2. Intensity of welfare impact   

Signs shown by dogs seen in the early stages of disease include depression, muscle tremors, drooling, pressing of the head against walls and blindness. It seems likely that affected dogs feel malaise and discomfort and the head-pressing behaviour may be to try to relieve headache. It is hard to judge the intensity of these welfare effects but it seems reasonable to conclude that they range from mild to severe. Diagnostic investigations and, if attempted, surgical treatment are also likely to have some adverse impact on the welfare of the affected animal.

3. Duration of welfare impact

The malaise and pain caused by hepatic encephalopathy may fluctuate to some extent but is generally likely to affect the animal throughout its lifetime and, unless the condition is successfully treated, will worsen leading eventually to the death of the animal or its euthanasia.

4. Number of animals affected

Surveys of Irish wolfhound puppies have indicated that around 3% of Irish wolfhounds have portosystemic shunts (Meyer et al 1995, Ubbink et al 1998, Kerr & van Doorn 1999).

5. Diagnosis

The typical signs of hepatic encephalopathy (depression, tremors, head-pressing etc) in a poorly-growing young dog should raise the suspicion of PSS. A dynamic bile acid test can be used to diagnose failure of liver function.

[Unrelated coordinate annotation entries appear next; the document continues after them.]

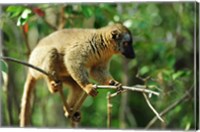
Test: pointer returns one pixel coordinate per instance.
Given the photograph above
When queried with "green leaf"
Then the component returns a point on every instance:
(15, 10)
(87, 11)
(177, 75)
(24, 17)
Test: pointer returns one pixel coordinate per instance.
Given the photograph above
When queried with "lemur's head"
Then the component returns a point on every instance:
(122, 39)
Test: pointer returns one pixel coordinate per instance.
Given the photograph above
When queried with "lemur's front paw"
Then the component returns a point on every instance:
(91, 90)
(117, 84)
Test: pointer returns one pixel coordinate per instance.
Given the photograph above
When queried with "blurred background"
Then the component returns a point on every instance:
(164, 43)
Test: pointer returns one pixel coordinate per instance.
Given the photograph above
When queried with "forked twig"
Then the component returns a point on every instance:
(152, 108)
(138, 88)
(172, 106)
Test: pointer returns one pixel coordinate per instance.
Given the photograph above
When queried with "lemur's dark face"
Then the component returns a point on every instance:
(123, 39)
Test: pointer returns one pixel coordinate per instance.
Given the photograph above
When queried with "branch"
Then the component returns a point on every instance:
(152, 108)
(109, 108)
(138, 88)
(172, 106)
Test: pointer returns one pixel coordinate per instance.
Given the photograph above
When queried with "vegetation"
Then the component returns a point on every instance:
(164, 45)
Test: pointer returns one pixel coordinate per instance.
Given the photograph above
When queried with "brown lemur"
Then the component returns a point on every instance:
(70, 56)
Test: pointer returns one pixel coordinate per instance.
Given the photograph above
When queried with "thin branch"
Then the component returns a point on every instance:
(109, 107)
(172, 106)
(26, 41)
(152, 108)
(138, 88)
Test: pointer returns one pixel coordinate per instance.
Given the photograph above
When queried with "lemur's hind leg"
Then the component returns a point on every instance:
(75, 94)
(51, 63)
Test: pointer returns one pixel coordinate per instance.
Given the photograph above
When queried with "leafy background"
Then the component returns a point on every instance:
(164, 45)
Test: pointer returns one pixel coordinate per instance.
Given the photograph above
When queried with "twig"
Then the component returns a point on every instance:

To confirm the diagnosis, and in every case when a surgical intervention is being considered, a good quality ultrasound examination is required to reveal the presence, and position, of the abnormal blood vessel which causes the disease.

6. Genetics

Various studies have shown that there is a genetic basis to PSS in the Irish wolfhound but the mode of inheritance has not yet been determined. It is known that it is not sex-linked as both sexes are affected (Meyer et al 1995, Ubbink et al 1998, White et al 1998, Tobias 2003, von Burgistein 2007, van Steenbeek et al 2009).

7. How do you know if an animal is a carrier or likely to become affected?

It is possible to test for PSS using a bile acid stimulation test. This can be done at a young age and before a puppy is sold by a breeder. There is no test to detect animals that may carry the harmful gene(s) without showing signs of the disease themselves.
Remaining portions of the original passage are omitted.